Following @James_Savage tutorial I tried to see whether or not I can recover my parameters:

```
library(tidyverse)
library(rstan)
set.seed(9782)
I <- 50; N <- 100 ; omega <- 0.8 ; kappa <- 10
a <- omega*(kappa-2)+1
b <- (1-omega)*(kappa-2)+1
raw_pre_test <- rbeta(N,a,b)*200+650
raw_score <- rbeta(N,a,b)*200+650
# Compile the stan code ---------------------------------------------------
compiled_model <- stan_model("beta.stan")
# First run ---------------------------------------------------------------
sim_out <- sampling(compiled_model, data = list(run_estimation = 0,
N = N,
I = I,
ii = rep(1:I,2),
raw_pre_test = raw_pre_test,
raw_score = raw_score,
nu_mean = 1,
nu_sigma = 0.5,
mu_mean = 0,
mu_sigma = 1,
sigma_student_sigma = 0.1),
seed = 42118)
fake_data_matrix <- sim_out %>%
as.data.frame %>%
select(contains("score_sim"))
# Can I recover the parameters? -------------------------------------------
draw <- 21
score_sim <- extract(sim_out, pars = "score_sim")[[1]][draw,]
true_nu <- extract(sim_out, pars = "nu")[[1]][draw]
true_kappa <- extract(sim_out, pars = "kappa")[[1]][draw,]
true_student <- extract(sim_out, pars = "student")[[1]][draw,]
# Now estimate the model with this "true" data, to see that we can estimate the known parameters
recapture_fit <- sampling(compiled_model, data = list(run_estimation = 1,
N = N,
I = I,
ii = rep(1:I,2),
raw_pre_test = raw_pre_test,
raw_score = score_sim,
nu_mean = 1,
nu_sigma = 0.5,
mu_mean = 0,
mu_sigma = 1,
sigma_student_sigma = 0.1),
seed = 42118)
## Nu?
nu <- as.data.frame(recapture_fit, pars = "nu")
ggplot(data = nu, aes(x = nu)) +
geom_density() + geom_vline(aes(xintercept = true_nu), color="red")
```

**Based on this plot, should I conclude that the model succeded at recovering **`nu`

? If not, does anyone have any recommendation about what to do next?
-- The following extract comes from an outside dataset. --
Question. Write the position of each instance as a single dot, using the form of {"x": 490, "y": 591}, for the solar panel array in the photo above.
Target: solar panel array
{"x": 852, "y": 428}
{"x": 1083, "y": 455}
I also tried to recover the students’ random effects:

```
students <- as.data.frame(recapture_fit, pars = "student")
colnames(students) <- c(1:I)
students <- students %>%
gather("student", "effect", factor_key = T) %>%
inner_join(data.frame(student=as.factor(1:I), true_student=true_student), by = "student")
ggplot(data = students, aes(x = effect)) +
geom_density() + geom_vline(aes(xintercept = true_student), color = "red") +
facet_wrap( ~ student)
```

and the scores:

```
scores <- as.data.frame(recapture_fit, pars = "score_sim")
colnames(scores) <- c(1:N)
scores <- scores %>%
gather("N", "score", factor_key = T) %>%
inner_join(data.frame(N=as.factor(1:N), true_score=score_sim), by = "N")
ggplot(data = scores, aes(x = score)) +
geom_density() + geom_vline(aes(xintercept = true_score)) +
facet_wrap( ~ N)
```

Finally, I checked whether or not the 50% credible interval covers 50 of the true values:

```
credible_intervals <- scores %>% group_by(N) %>% summarise(lb = quantile(score, probs = c(0.25)),
ub = quantile(score, probs = c(0.75))) %>%
inner_join(data.frame(N=as.factor(1:N), true_score=score_sim), by = "N") %>%
mutate(inside = case_when(true_score >= lb & true_score<=ub ~ 1,
TRUE ~ 0))
mean(credible_intervals$inside)
[1] 0.54
```

Thoughts? Should I check if i can fit real data using this model, or should I stay away from real data while i’m building the model?